You know, I tell people that one of my favorite leaders
in the world is Prime Minister Koizumi, of Japan. I want
you to think about this here for a minute. You know, I
sit down at a table with them, and have dinner, and we
have really interesting, meaningful discussions about peace.
What's unusual about that conversation is that 60 years
ago, or so, my dad and your dads and husbands and grandfathers
were at war with the Japanese. They were a sworn enemy
of America.
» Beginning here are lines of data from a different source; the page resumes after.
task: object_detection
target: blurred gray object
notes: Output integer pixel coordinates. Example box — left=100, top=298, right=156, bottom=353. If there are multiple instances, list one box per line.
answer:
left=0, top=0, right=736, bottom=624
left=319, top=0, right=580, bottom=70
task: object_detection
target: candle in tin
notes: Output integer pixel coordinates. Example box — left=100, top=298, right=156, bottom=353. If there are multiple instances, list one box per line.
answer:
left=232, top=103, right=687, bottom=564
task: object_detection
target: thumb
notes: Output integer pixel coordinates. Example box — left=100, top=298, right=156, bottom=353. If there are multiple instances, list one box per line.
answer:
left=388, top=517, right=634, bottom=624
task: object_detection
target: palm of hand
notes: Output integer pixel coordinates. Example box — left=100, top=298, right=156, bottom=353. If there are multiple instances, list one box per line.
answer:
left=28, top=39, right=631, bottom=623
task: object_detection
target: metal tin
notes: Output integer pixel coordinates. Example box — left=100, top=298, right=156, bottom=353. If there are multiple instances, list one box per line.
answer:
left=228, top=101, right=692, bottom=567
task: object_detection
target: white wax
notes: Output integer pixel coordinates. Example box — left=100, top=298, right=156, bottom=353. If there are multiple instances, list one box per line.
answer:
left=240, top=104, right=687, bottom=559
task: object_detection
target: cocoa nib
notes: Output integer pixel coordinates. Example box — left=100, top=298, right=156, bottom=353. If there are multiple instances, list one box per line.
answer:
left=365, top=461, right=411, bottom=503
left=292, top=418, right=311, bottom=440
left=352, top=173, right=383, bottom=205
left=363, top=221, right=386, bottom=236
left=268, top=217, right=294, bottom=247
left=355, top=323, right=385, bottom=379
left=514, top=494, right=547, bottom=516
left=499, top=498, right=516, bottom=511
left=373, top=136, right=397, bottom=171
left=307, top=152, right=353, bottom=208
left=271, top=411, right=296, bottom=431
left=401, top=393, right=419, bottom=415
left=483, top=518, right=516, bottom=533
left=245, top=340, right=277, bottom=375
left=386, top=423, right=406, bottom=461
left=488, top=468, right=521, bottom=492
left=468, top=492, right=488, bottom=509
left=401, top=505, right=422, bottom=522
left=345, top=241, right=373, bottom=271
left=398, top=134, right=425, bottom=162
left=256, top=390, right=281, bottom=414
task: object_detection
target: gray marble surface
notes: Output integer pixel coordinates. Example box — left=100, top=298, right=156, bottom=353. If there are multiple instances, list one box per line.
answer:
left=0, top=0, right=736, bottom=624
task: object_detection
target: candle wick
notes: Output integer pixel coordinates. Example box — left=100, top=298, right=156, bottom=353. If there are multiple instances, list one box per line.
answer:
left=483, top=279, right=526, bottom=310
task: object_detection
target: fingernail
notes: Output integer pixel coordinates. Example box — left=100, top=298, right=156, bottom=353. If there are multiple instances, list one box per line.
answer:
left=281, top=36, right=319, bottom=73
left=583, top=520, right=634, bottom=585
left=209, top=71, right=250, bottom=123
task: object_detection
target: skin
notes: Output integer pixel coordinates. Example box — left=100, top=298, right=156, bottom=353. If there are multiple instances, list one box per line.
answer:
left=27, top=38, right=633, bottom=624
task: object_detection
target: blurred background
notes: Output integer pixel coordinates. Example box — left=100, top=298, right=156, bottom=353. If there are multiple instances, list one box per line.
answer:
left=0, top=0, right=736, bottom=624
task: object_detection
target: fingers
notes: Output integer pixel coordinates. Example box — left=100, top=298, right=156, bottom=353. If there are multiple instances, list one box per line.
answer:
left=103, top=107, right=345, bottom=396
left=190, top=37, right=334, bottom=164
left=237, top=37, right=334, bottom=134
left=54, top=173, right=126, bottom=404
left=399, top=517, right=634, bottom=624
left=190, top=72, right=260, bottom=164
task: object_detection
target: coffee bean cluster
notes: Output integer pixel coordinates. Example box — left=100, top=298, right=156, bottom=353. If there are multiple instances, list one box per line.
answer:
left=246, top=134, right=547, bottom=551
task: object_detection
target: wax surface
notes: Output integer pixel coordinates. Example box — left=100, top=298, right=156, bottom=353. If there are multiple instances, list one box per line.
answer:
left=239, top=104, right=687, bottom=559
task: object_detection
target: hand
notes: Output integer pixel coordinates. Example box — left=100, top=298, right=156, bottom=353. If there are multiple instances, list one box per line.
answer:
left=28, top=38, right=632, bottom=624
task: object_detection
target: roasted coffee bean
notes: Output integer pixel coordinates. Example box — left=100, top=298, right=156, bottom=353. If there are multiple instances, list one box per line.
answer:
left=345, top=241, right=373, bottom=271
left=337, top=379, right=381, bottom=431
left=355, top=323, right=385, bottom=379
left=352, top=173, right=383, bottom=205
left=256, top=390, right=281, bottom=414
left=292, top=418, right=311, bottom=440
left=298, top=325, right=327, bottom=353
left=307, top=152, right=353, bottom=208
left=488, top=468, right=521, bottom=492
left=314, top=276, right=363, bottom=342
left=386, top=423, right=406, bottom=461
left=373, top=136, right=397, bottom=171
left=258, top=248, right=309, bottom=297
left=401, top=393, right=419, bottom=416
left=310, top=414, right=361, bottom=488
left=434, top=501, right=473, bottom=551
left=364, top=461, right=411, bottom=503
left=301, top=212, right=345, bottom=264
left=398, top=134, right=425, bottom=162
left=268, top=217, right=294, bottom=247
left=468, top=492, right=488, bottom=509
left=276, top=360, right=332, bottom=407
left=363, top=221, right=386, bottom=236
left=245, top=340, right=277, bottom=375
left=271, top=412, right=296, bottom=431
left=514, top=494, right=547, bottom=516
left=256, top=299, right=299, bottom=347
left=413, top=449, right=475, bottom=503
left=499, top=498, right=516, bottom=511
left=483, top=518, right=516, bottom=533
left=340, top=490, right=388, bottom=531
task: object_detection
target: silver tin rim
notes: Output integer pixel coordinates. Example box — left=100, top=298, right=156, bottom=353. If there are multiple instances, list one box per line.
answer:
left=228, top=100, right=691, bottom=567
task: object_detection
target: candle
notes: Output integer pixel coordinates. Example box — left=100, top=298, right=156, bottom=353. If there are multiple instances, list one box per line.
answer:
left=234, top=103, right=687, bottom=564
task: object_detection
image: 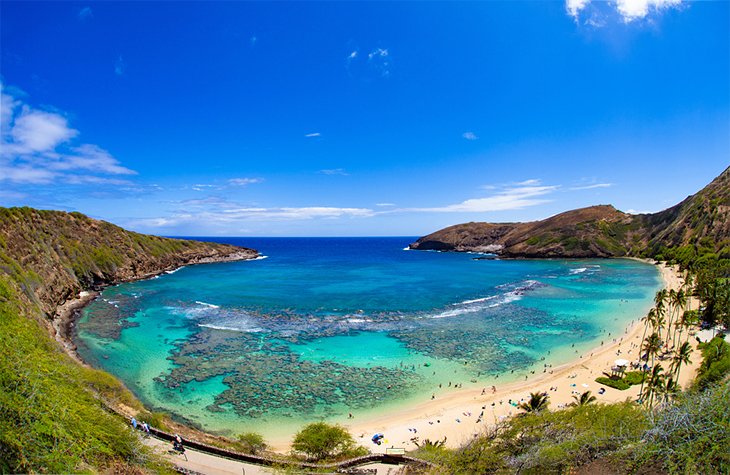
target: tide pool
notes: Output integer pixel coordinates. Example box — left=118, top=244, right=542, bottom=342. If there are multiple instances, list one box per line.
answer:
left=76, top=237, right=661, bottom=437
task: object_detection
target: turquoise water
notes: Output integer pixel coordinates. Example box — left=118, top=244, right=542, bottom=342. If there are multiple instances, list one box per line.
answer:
left=76, top=238, right=660, bottom=437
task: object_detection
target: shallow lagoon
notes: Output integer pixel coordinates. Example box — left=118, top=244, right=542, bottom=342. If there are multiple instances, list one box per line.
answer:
left=76, top=238, right=660, bottom=437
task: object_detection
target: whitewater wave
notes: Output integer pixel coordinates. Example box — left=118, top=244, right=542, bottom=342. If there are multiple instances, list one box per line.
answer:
left=428, top=280, right=545, bottom=318
left=568, top=264, right=601, bottom=275
left=452, top=295, right=499, bottom=305
left=198, top=323, right=264, bottom=333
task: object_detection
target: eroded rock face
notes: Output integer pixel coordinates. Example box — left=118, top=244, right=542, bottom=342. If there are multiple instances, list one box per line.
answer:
left=410, top=168, right=730, bottom=258
left=0, top=208, right=258, bottom=319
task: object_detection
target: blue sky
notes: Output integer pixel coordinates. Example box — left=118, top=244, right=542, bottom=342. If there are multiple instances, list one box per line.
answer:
left=0, top=0, right=730, bottom=236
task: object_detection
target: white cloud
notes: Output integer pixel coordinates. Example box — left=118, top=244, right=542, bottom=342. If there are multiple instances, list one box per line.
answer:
left=404, top=180, right=560, bottom=213
left=114, top=55, right=127, bottom=76
left=0, top=84, right=136, bottom=184
left=131, top=205, right=376, bottom=228
left=319, top=168, right=349, bottom=176
left=570, top=183, right=613, bottom=191
left=10, top=106, right=78, bottom=154
left=616, top=0, right=681, bottom=22
left=565, top=0, right=682, bottom=23
left=565, top=0, right=591, bottom=20
left=368, top=48, right=391, bottom=77
left=228, top=177, right=264, bottom=186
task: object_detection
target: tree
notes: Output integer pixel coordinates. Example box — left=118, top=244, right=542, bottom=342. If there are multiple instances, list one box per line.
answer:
left=665, top=289, right=687, bottom=347
left=641, top=364, right=665, bottom=409
left=669, top=341, right=692, bottom=381
left=238, top=432, right=267, bottom=455
left=639, top=332, right=662, bottom=400
left=517, top=393, right=549, bottom=413
left=570, top=391, right=596, bottom=406
left=638, top=307, right=657, bottom=364
left=292, top=422, right=365, bottom=461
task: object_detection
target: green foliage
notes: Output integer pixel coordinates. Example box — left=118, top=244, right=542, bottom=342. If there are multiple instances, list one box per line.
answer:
left=694, top=335, right=730, bottom=389
left=430, top=403, right=648, bottom=474
left=237, top=432, right=267, bottom=455
left=292, top=422, right=367, bottom=461
left=623, top=371, right=646, bottom=385
left=0, top=274, right=158, bottom=473
left=638, top=384, right=730, bottom=474
left=596, top=376, right=631, bottom=391
left=596, top=371, right=646, bottom=391
left=518, top=393, right=550, bottom=413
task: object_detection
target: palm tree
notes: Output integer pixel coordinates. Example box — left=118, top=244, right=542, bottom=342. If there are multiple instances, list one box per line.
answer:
left=517, top=393, right=549, bottom=413
left=641, top=364, right=664, bottom=409
left=657, top=376, right=679, bottom=404
left=637, top=307, right=656, bottom=365
left=570, top=391, right=596, bottom=407
left=654, top=289, right=669, bottom=315
left=665, top=289, right=687, bottom=347
left=639, top=332, right=662, bottom=399
left=669, top=341, right=692, bottom=381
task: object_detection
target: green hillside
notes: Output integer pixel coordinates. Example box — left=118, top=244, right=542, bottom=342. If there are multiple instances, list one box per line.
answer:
left=0, top=208, right=256, bottom=473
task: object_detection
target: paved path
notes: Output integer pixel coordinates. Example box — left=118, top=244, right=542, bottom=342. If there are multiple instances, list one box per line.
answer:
left=145, top=437, right=276, bottom=475
left=144, top=437, right=403, bottom=475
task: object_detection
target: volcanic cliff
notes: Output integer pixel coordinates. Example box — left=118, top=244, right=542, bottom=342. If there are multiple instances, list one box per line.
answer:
left=410, top=168, right=730, bottom=258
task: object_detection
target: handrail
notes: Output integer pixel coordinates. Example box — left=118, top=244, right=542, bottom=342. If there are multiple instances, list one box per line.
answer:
left=149, top=427, right=436, bottom=470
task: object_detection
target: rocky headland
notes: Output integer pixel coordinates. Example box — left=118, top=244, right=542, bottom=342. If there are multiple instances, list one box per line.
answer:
left=410, top=168, right=730, bottom=258
left=0, top=208, right=258, bottom=356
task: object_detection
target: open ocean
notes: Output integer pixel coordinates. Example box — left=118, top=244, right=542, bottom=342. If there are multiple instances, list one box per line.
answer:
left=76, top=237, right=661, bottom=437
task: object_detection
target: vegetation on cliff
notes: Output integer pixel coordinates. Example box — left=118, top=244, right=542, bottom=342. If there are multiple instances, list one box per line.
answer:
left=411, top=168, right=730, bottom=265
left=0, top=208, right=256, bottom=473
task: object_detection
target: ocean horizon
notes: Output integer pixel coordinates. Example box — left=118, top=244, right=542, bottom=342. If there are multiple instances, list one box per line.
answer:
left=75, top=236, right=661, bottom=438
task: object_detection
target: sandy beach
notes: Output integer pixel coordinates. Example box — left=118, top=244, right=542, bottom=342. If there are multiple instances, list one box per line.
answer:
left=308, top=264, right=700, bottom=452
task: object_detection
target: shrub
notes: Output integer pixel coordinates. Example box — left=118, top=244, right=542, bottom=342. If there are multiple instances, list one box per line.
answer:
left=623, top=371, right=646, bottom=386
left=292, top=422, right=367, bottom=461
left=237, top=432, right=267, bottom=455
left=640, top=383, right=730, bottom=474
left=596, top=376, right=631, bottom=391
left=694, top=336, right=730, bottom=389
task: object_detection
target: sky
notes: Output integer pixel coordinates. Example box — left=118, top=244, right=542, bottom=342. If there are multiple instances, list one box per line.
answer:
left=0, top=0, right=730, bottom=236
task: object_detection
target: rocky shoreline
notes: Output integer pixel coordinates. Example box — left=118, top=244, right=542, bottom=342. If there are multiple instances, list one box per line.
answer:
left=50, top=249, right=259, bottom=367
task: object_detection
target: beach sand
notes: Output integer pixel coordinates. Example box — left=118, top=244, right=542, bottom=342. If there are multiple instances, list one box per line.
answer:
left=270, top=264, right=700, bottom=453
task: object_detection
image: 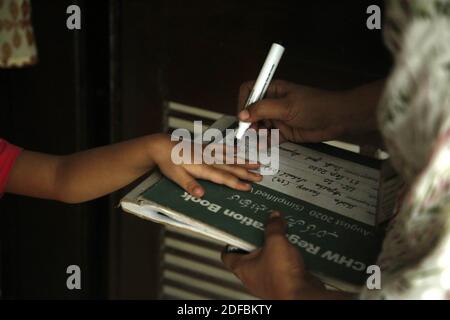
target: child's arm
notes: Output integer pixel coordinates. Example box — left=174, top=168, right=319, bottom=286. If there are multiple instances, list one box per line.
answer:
left=6, top=135, right=261, bottom=203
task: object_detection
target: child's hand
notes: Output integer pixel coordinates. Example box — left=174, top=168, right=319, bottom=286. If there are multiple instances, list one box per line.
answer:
left=150, top=134, right=262, bottom=197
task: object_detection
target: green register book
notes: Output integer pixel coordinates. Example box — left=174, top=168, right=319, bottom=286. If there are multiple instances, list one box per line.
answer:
left=121, top=117, right=401, bottom=292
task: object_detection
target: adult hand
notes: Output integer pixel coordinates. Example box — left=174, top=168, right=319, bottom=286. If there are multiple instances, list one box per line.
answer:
left=222, top=212, right=326, bottom=299
left=239, top=80, right=383, bottom=142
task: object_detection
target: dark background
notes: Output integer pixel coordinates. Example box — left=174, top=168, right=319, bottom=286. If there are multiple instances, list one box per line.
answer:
left=0, top=0, right=390, bottom=299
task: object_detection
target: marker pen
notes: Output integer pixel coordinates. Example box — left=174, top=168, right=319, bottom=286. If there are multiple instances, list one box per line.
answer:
left=236, top=43, right=284, bottom=140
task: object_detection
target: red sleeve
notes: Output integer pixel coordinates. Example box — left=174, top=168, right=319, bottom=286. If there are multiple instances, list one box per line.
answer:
left=0, top=138, right=22, bottom=197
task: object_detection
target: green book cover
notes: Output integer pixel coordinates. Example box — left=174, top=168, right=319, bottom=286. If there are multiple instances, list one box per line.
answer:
left=141, top=178, right=382, bottom=286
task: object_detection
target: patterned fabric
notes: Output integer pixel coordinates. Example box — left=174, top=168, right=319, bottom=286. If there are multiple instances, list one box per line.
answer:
left=0, top=0, right=37, bottom=67
left=360, top=0, right=450, bottom=299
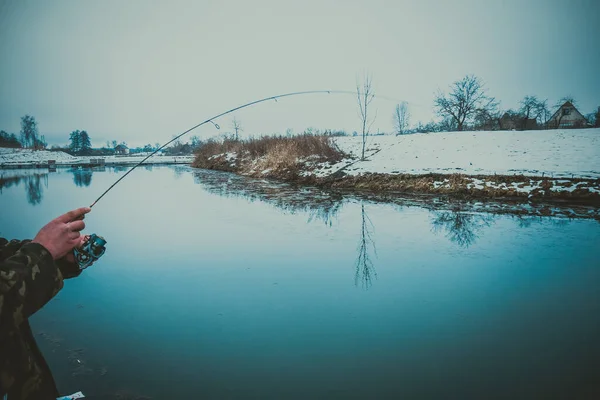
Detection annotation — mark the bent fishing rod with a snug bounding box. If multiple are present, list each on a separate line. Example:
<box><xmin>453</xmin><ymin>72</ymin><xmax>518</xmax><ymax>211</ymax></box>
<box><xmin>74</xmin><ymin>90</ymin><xmax>404</xmax><ymax>270</ymax></box>
<box><xmin>90</xmin><ymin>90</ymin><xmax>357</xmax><ymax>208</ymax></box>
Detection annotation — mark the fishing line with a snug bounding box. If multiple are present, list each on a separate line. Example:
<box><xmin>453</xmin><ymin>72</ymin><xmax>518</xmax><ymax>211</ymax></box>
<box><xmin>90</xmin><ymin>90</ymin><xmax>408</xmax><ymax>208</ymax></box>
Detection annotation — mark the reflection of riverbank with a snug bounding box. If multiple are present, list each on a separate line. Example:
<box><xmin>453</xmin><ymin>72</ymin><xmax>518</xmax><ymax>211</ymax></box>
<box><xmin>0</xmin><ymin>149</ymin><xmax>194</xmax><ymax>169</ymax></box>
<box><xmin>193</xmin><ymin>170</ymin><xmax>600</xmax><ymax>221</ymax></box>
<box><xmin>0</xmin><ymin>172</ymin><xmax>48</xmax><ymax>205</ymax></box>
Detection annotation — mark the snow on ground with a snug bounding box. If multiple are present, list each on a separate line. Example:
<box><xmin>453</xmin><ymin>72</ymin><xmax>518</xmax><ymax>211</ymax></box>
<box><xmin>0</xmin><ymin>148</ymin><xmax>194</xmax><ymax>168</ymax></box>
<box><xmin>313</xmin><ymin>128</ymin><xmax>600</xmax><ymax>178</ymax></box>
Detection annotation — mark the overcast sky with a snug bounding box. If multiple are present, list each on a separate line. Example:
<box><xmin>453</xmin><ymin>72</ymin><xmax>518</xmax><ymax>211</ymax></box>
<box><xmin>0</xmin><ymin>0</ymin><xmax>600</xmax><ymax>146</ymax></box>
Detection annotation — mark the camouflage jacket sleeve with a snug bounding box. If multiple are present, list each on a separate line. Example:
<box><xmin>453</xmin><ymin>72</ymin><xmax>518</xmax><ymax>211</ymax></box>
<box><xmin>0</xmin><ymin>238</ymin><xmax>63</xmax><ymax>326</ymax></box>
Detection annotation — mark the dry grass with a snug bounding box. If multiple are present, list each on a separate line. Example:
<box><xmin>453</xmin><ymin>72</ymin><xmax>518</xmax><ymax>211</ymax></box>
<box><xmin>192</xmin><ymin>134</ymin><xmax>344</xmax><ymax>175</ymax></box>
Thousands lost their life because of the Japanese.
Fortunately, Harry Truman believed in the power of liberty
to transform societies, and so did a lot of other Americans.
There was a lot of skeptics, and you can understand why
there was skepticism after World War II. If your loved
one had been over fighting and had lost a life, how could
you possibly imagine that a sworn enemy could become a
But because our predecessors believed in the power of
liberty -- I mean, predecessors for citizens and elected
officials -- to transform an enemy into a friend, today,
Japan is a friend.
We did the hard work after World War II of helping Japan
go toward a democracy. Not an American democracy, but a
Japanese democracy. And today, I sit down at a table with
Prime Minister Koizumi talking about the peace, talking
about how to deal with the tyrant in North Korea. By the
way, it is now five voices reminding him that he needs
to disarm, including China, as opposed to one voice reminding
I talked to -- I talked to Prime Minister Koizumi about
how liberty can transform Iraq and Afghanistan to become
allies in the war on terror. I talked to a head of a country
that we were at war with about how free societies will
serve as powerful examples for women who want to be free
in the Middle East or for reformers who wonder whether
or not the free world hears their calls for help. I talked
to him about feeding the hungry.
I believe to whom much has been given, much is required.
I believe this United States of America must use our great
wealth and generosity to help those who are hungry in the
world. I believe we ought to continue to lead the effort
to help orphans whose lives have been changed because of
the pandemic of HIV/AIDS on the continent of Africa. I
believe we not only need to write checks, I believe we
need to unleash the great faith-based programs of America
to help those who suffer. (Applause.)
I believe all these things. And of course, we'll continue
to provide medicines, and help, and infrastructure to help
save lives. I believe all this because the actions we take
will mean that a generation of young Americans can grow
up in a better world. The enemy attacked us. We didn't
ask for this attack. They attacked us. But out of this
attack, because of U.S. leadership, because we've got great
values, because of our resolve, because of a clear vision
of a better world, out of that attack is going to come
some incredible good, in my judgment: a safer America,
a more peaceful world, a better life.
And that's why I'm asking for the vote for four more years.
I know where I want to lead us. I have the energy and desire
to do so. And I'm not afraid to ask for your help.